El Gobierno está demasiado convencido del camino elegido, la mayoría de los que lo votamos no entendemos todavía dónde nos quiere llevar. La oposición, o lo que resta de ella, imagina que los errores son exagerados y los cánticos agresivos le devolvieron la ilusión. Es buena señal, les augura una despedida esperanzada, no por ello menos definitiva. El Gobierno no logra que lo acompañemos en su esperanza, hasta los que deberían aplaudir se quedan en silencio o auguran fracasos seguros.

Le dicen a los empresarios: "Dejen de llorar", y a la clase media ni siquiera le dicen nada; son socialistas de la injusticia, la distribuyen en forma equitativa entre todos los sectores productivos, un gobierno de inversores e intermediarios, de bancos y servicios. Cada vez importamos más y exportamos menos, imaginamos un mercado transparente en un mundo donde todos, absolutamente todos son proteccionistas.

Raúl Alfonsín fue quien intentó por última vez que la política se impusiera a los grupos económicos y a los negocios. Ni la misma coordinadora heredó sus sueños. Luego, Carlos Menem desguazó el Estado a cambio de jugosas comisiones. Vendría Néstor Kirchner con un avance significativo, intentó generar su propia burguesía.

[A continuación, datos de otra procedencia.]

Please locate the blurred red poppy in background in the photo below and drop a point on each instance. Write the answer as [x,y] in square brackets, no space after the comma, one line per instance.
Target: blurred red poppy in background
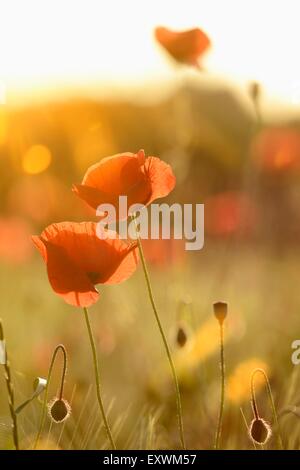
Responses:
[15,246]
[77,259]
[141,179]
[185,46]
[164,254]
[277,149]
[228,213]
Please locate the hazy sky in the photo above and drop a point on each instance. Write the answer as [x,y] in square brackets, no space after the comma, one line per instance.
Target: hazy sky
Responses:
[77,43]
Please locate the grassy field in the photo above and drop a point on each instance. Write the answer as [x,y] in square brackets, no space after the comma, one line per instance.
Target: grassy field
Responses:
[261,288]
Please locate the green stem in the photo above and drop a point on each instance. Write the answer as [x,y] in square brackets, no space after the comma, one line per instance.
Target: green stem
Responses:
[272,404]
[10,392]
[167,348]
[98,388]
[222,398]
[58,348]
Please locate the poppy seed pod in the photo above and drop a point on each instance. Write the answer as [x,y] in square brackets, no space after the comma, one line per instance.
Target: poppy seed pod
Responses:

Cristóbal y Lázaro son las caras más visibles, saltamos de la comisión a la asociación. Ahora, Mauricio Macri con sus amigos culminan el proceso convirtiendo a los operadores de negocios en ministros. Ya no son los políticos los que conducen, son los mismos dueños de los negocios los que ocupan ese lugar. Y los funcionarios que molestan, como Alberto Abad, serán suplantados por personajes menores expertos en sociedades, testaferros y otras yerbas.

Una idea del poder, "hago lo que me da la gana"; respetar al otro, al disidente, al opositor les resulta una muestra de debilidad. Ser fuerte es despreciar los detalles, el qué dirán, nombrar personas cuya especialidad nada tiene que ver con el cargo, en lugar de currículo tienen prontuarios.

El lugar común de la cuenta en el extranjero, una clara expresión de aquellos que ven fácil ganarla en nuestra tierra y luego la guardan en paraísos, fiscales o no, lugares donde pueden andar desnudos al no existir controles. Ese dato no es un detalle, define una visión de la patria, de las ganancias y del otro. Uno puede ser más rico o más pobre, la fuga de capitales es la muestra de la ausencia de patriotismo. Chile, Uruguay o Brasil, lo mismo que Bolivia, aman a su país, por eso tienen moneda, porque ganan y guardan en la misma patria. Nosotros venimos con la imbecilidad de la "inversión extranjera", expresión indivisible que muestra la voluntad de llevarse la de ellos y que otro venga a arriesgar. No eligieron una patria, solo un lugar pasajero para hacer negocios. Los otros, los inversores, saben que los de aquí se la llevaron y se niegan a traerla.

Somos el único país de la humanidad a quien le da lo mismo que una empresa sea nacional o extranjera, o, mejor dicho, de preferencia extranjera, ya que nacieron para gerentes y no para producir. En consecuencia, les viene mejor servir a un amo que les pague en la moneda que van a usar para acumular.

Ellos dicen ser gradualistas, lo cierto es que andan a tientas por la vida. Los logros son tan lentos que ocultan un crecimiento invisible, una sutileza agresiva en tiempos donde se vive un empobrecimiento inocultable. Dicen haber puesto alta la vara de la ética, demasiado alta, permite que muchos de ellos la pasen por abajo.

Un gobierno con aciertos y errores; el tiempo va agigantando estos frente a la pequeñez de los otros. Eso sí, este presente no tiene como alternativa volver al pasado, no importa qué opine cada quien. Los que perdieron merecían esa derrota, cuesta imaginar dónde nos hubieran llevado. La dispersión de las fuerzas derrotadas desnuda los riesgos que corríamos en caso de haber triunfado. Se necesita una oposición democrática, con proyecto y superadora.

El Gobierno, con sus enormes defectos, sigue siendo todavía más sólido que la oposición. Y esa es la única base de su discutible poder. Claro que solo la ausencia de una opción opositora les permite el ridículo de hablar de reelecciones cuando por ahora no logran cabalgar el presente. En eso sí que no son lo nuevo, el vicio de soñar en quedarse para siempre lo tuvieron todos, y el actual Gobierno reincide en el pecado.